Entre abril e maio de 2014, os arrozeiro colombianos de Montería e Cereté semearam suas lavouras, como de costume. Mas a chuva não veio. Em agosto, mês da colheita, não havia um único grão que colher. No entanto, um grupo de 179 camponeses que possuem 2 mil hectares nestas duas regiões de Córdoba conseguiram driblar a catástrofe. Naquele ano, os agricultores optaram por não semear durante esses dois meses, evitando perdas que poderiam chegar a US$ 37 milhões.

Um semestre depois, apesar das evidências, a história repetiu-se: centenas de agricultores semearam em setembro, como dita a tradição agrícola. Fracassaram uma segunda vez, enquanto os mesmos 179 camponeses cultivaram em novembro e colheram em março.

A situação repetiu-se em todo o país, mas sem exceção positiva: milhões de camponeses cultivaram nos tempos em que sempre o fizeram, seguindo os ensinamentos de seus pais e avós, e acabaram sem colheita e sem dinheiro para viver.

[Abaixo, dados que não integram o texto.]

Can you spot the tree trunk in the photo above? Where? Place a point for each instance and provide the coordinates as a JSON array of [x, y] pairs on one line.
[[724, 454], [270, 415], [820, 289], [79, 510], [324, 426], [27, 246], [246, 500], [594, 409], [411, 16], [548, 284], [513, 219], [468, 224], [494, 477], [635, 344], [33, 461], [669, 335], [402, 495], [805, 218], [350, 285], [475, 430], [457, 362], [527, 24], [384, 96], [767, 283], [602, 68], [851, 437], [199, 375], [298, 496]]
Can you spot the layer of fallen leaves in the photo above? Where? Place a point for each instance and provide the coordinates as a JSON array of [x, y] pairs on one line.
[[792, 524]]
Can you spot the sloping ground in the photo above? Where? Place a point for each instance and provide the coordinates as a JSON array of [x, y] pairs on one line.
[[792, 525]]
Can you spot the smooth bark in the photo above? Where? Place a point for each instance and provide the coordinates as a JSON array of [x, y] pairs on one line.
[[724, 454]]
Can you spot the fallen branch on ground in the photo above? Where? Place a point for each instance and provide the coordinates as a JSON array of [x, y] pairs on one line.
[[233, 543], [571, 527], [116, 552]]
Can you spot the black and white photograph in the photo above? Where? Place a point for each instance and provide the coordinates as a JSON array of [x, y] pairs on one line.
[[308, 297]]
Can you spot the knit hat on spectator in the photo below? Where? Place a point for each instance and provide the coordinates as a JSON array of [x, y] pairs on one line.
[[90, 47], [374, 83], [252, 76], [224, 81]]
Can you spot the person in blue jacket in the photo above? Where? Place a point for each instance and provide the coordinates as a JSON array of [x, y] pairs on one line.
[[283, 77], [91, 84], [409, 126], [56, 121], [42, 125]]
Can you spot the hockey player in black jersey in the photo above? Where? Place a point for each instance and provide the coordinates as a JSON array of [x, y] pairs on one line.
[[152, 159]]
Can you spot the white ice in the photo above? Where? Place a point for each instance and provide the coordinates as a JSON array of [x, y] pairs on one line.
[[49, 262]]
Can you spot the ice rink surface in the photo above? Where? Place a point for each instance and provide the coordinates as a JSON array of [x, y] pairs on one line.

A Colômbia é um país onde 80% dos alimentos consumidos são produzidos por camponeses, o que significa que, se eles não puderem colher suas safras, todo o país poderá sofrer escassez. O que os 179 agricultores que conseguiram salvar suas colheitas fizeram de diferente? Usaram a ciência.

Um piloto que olhou para o futuro

A Colômbia é um país bimodal: tem duas estações chuvosas e duas secas. De acordo com esse modelo, chove de abril a junho e de agosto a novembro, havendo seca entre janeiro e março e entre julho e dezembro. No entanto, as mudanças climáticas vêm gerando alterações na bimodalidade, tornando as estações imprevisíveis.

Não poder prever o tempo tem como consequência a situação de Cereté e Montería: milhares de colheitas perdidas

Nas cidades, as mudanças climáticas resultam sobretudo em mais chuva. No campo, as variações são mais preocupantes porque os agricultores usam a sazonalidade bimodal para definir quando plantar e quando colher. Não poder prever o tempo tem como consequência a situação de Cereté e Montería: milhares de colheitas perdidas.

E embora tenha baixas emissões de gases de efeito estufa, a Colômbia é altamente vulnerável aos efeitos das mudanças climáticas. Para enfrentá-los, o país deve concentrar seus esforços — e dinheiro — em se adaptar a essa realidade.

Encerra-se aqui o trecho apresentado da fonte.